Reog Cemandi, salah satu kekayaan budaya Sidoarjo
Kami membayangkan adanya data kebudayaan Kabupaten Sidoarjo yang lebih intim. Akrab, bersahabat, dan manusiawi. Data yang tidak sebatas deretan angka, tanggal, nama-nama, grafik, statistik. Paparan data yang di situ kami merasa terlibat. Merasa menjadi bagian dari data tersebut.
Tentu model data seperti itu di Sidoarjo belum ada. Maka kami berniat, bismillah, akan membuatnya.
Ide ini bermula dari pertemuan kami di warung kopi. Pengurus Dewan Kesenian Sidoarjo (Dekesda) dan pengurus Yayasan Rekso Ati.
Ketika itu, kami segera bersepakat. Bahwa, upaya pemajuan budaya Sidoarjo adalah omong kosong tanpa pijakan data. Harus pegang data dulu, setelah itu dilakukan analisa, selanjutnya menentukan langkah upaya pemajuan budaya Sidoarjo.
Maka kami berniat, bismillah, akan membuatnya. Membuat data budaya Sidoarjo. Data yang intim dan tidak kering. Data yang bergelibat di tengah-tengah kehidupan kami. Bukan sebatas puncak-puncak budaya Sidoarjo. Tetapi data yang bertebaran di desa-desa, di dusun-dusun.
Semisal di Dusun Beciro Desa Jumputrejo Kecamatan Sukodono. Pada bulan Ruwah kemarin, warga Dusun Beciro rela urunan (patungan, gotong royong) untuk nanggap pagelaran wayang. Padahal kami tahu, biaya nanggap wayang tidak cukup dengan uang Rp 30 juta. Tetapi toh warga Dusun Beciro mampu melaksanakan.
Di Desa Sawohan Kecamatan Buduran, warga memiliki pengetahuan sendiri dalam menghitung musim. Mereka tahu kapan air sungai akan naik, kapan akan surut. Kapan waktunya ikan-ikan besar datang dan tiba-tiba hilang, kapan ikan-ikan berahi.
Desa Cemandi Kecamatan Sedati memiliki 4 punden. Di makam desa, di halaman balai desa, di kompleks masjid, dan di area bandara Juanda. Para sesepuh Desa Cemandi paham riwayat masing-masing punden. Pada momentum tertentu, ada ritus digelar di punden-punden tersebut.
Kami akan datang kepada mereka. Terjun langsung ke lapangan. Menemui juru kunci, sesepuh desa, pemerintah desa, kiai, budayawan, dan anak-anak muda yang aktif berkesenian (semisal banjari). Kami akan mendengar, merekam, mencatat apa-apa yang mereka sampaikan.

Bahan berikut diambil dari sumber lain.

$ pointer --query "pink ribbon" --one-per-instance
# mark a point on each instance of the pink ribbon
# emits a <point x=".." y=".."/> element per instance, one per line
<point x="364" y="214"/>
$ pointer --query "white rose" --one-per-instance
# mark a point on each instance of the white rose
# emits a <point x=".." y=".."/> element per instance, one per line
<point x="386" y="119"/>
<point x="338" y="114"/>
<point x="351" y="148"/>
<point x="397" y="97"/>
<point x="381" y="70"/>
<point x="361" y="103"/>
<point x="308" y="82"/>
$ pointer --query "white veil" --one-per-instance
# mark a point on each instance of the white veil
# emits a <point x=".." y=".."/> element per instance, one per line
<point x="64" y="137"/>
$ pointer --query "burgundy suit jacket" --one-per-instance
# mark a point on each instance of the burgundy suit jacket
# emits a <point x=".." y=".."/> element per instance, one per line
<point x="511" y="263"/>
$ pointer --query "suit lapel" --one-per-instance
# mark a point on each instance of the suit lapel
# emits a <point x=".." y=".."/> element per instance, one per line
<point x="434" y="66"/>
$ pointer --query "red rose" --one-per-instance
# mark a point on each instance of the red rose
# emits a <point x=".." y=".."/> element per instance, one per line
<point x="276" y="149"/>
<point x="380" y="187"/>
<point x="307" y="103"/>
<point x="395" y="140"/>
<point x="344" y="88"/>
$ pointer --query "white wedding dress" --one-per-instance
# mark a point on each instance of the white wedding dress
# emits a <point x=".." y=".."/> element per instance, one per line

Data-data itu, setelah terkumpul, tidak untuk kami miliki sendiri. Kami akan sebar ke publik. Kami akan berikan kepada siapapun yang merasa membutuhkan.
Kami menyadari, ini bukan pekerjaan mudah. Tetapi bisa lebih ringan jika dikerjakan bersama-sama. Untuk sementara ini, selain Dekesda dan Yayasan Rekso Ati, alhamdulillah sangat, beberapa pihak telah menyatakan bersedia terlibat dalam tim. Terdiri dari Forum Pamong Kebudayaan (FPK) Sidoarjo, Komunitas Aksayapatra, Karang Taruna, Ikatan Pelajar Nahdlatul Ulama (IPNU), Paguyuban Sekar Kawedhar, Paguyuban Jenggal Manik, Pasinaon Ngudi Luhur, Komunitas Rejo Resik Raharjo (R3), Komunitas Brangwetan, Sanggar Kreasi Bunda, dan personal2 lain.
Kami berharap bertambah lagi pihak yang terlibat dalam program pendataan ini. Sehingga mampu menampilkan kompleksitas budaya Sidoarjo. Sehingga bisa dipakai sebagai pijakan upaya pemajuan kebudayaan Sidoarjo.
Semoga lancar, semoga mendapat kemudahaan dari Allah SWT. Amin.